Paul Kingsnorth, contaba a quien quería escucharle, a finales del año pasado,

-Si te dicen que se puede evitar la crisis climática reduciendo las emisiones, te están mintiendo,

para añadir inmediatamente, que no hay otra solución que parar, detenerse, dejar de crecer, de construir, de consumir desbocadamente, de expandir las extracciones y la destrucción de los recursos disponibles, siempre limitados. Comenzar a vivir de otra forma, más austera, sencilla, atentos a la vida que nos rodea, rodeándonos de vida.

El problema ahora es si la estructura económica globalizada y en manos de todopoderosas corporaciones, los equilibrios de poder político entre grandes potencias, los modelos sociales de descohesión y desigualdad, que hemos construido en muy poco tiempo, los relatos que hemos utilizado, e interiorizado, para justificar la globalización, la destrucción de la naturaleza, la opresión de los pueblos, son reversibles, tienen vuelta atrás.

La pandemia ha sido, tal vez, el último aviso del planeta, habrá otros, sin duda, pero puede que éste sea el último en el que sea posible comenzar a hacer las cosas de otra manera. El virus es la última constatación de las consecuencias de entrar en contacto con nuevos virus que habitan en eso que llaman reservorios a los que nunca había llegado el ser humano, ya sean selvas vírgenes deforestadas para hacer negocio, o el permafrost que se va derritiendo en Siberia, esas tierras profundas permanentemente heladas, que ahora van liberando bacterias y virus encarcelados allí durante miles de años.

La pandemia es ese momento de parón forzoso, que debería permitirnos el silencio, pararnos a escuchar al planeta, sentirlo, dejar que entre dentro de nosotros, como personas y como sociedades. A fin de cuentas no somos lo único vivo en este planeta, ni probablemente en este universo.

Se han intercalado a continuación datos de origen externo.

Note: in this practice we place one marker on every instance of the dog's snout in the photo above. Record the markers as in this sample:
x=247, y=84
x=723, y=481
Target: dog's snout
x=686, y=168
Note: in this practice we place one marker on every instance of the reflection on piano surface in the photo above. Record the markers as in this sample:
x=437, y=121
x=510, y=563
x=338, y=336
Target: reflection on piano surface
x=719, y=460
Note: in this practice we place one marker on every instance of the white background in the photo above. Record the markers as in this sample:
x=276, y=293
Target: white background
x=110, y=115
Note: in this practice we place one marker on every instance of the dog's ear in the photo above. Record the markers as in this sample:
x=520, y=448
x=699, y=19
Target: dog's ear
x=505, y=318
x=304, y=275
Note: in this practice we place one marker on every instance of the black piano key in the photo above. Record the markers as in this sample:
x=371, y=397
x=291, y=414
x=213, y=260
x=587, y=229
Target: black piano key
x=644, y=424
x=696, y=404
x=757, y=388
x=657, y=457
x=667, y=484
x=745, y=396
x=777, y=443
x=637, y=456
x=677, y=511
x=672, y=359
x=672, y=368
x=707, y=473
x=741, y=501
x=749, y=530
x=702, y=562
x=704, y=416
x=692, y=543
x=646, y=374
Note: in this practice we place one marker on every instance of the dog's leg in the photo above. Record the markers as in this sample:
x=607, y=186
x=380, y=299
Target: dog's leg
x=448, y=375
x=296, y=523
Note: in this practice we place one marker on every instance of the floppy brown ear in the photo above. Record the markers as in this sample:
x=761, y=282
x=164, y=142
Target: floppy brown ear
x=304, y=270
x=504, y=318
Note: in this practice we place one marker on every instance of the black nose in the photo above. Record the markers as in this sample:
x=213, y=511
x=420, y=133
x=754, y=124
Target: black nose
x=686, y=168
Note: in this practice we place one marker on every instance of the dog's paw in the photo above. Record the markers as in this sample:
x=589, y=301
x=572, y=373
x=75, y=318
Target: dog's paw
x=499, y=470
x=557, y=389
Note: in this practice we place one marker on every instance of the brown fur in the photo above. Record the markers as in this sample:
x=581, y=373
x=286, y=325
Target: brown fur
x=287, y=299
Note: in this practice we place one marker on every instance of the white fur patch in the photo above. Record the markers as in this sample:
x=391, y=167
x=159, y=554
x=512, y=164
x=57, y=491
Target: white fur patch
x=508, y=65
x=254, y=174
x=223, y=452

No podemos seguir creyendo los cuentos del crecimiento infinito, la competencia, la competitividad, la eficacia y la eficiencia en términos económicos.

Hay que escuchar a nuestros economistas, políticos, científicos y hasta a nuestros tertulianos, por qué no, pero ahora tenemos que volver nuestros ojos y nuestros oídos a nuestros músicos, que extraen los ritmos que nos habitan y a los que interpretan con sus danzas esos ritmos de la vida, nuestros filósofos que exploran los fundamentos de nuestras ancestrales y renovadas creencias.

Volver los ojos y escuchar a los poetas que afilan la palabra  hasta convertirla en acerada hoja que penetra en lo más profundo de nosotros, los narradores de historias, contadores de cuentos o largas novelas, que nos cuentan las vidas que somos, las que fuimos, las que seremos, los pintores, con sus paletas, sus colores, sus formas, los fotógrafos que pintan con el objetivo de una cámara.

Porque puede que lo mejor que podamos hacer es comenzar a contar nuestra vida y todas las vidas del planeta de otra manera, no porque este mundo tenga o no tenga arreglo, ni porque queramos salvarlo o no, sino porque somos seres vivos, porque queremos vivir en paz con nosotros mismos, entre nosotros y con el resto de seres vivos.

Y todo esto, al calor de una pequeña tertulia. Como cualquier pequeña tertulia donde unos cuantos conspiradores se reúnen para hablar, escuchar, crear, cualquier pequeña casa de la palabra, todos los puntos de encuentro y los lugares donde pararse a construir un nuevo teorema del relato, del dialogo entre relatos, polifónicos, plurales, diversos, cada cual con sus habilidades, pero siempre respetuosos con la vida, con todas las vidas.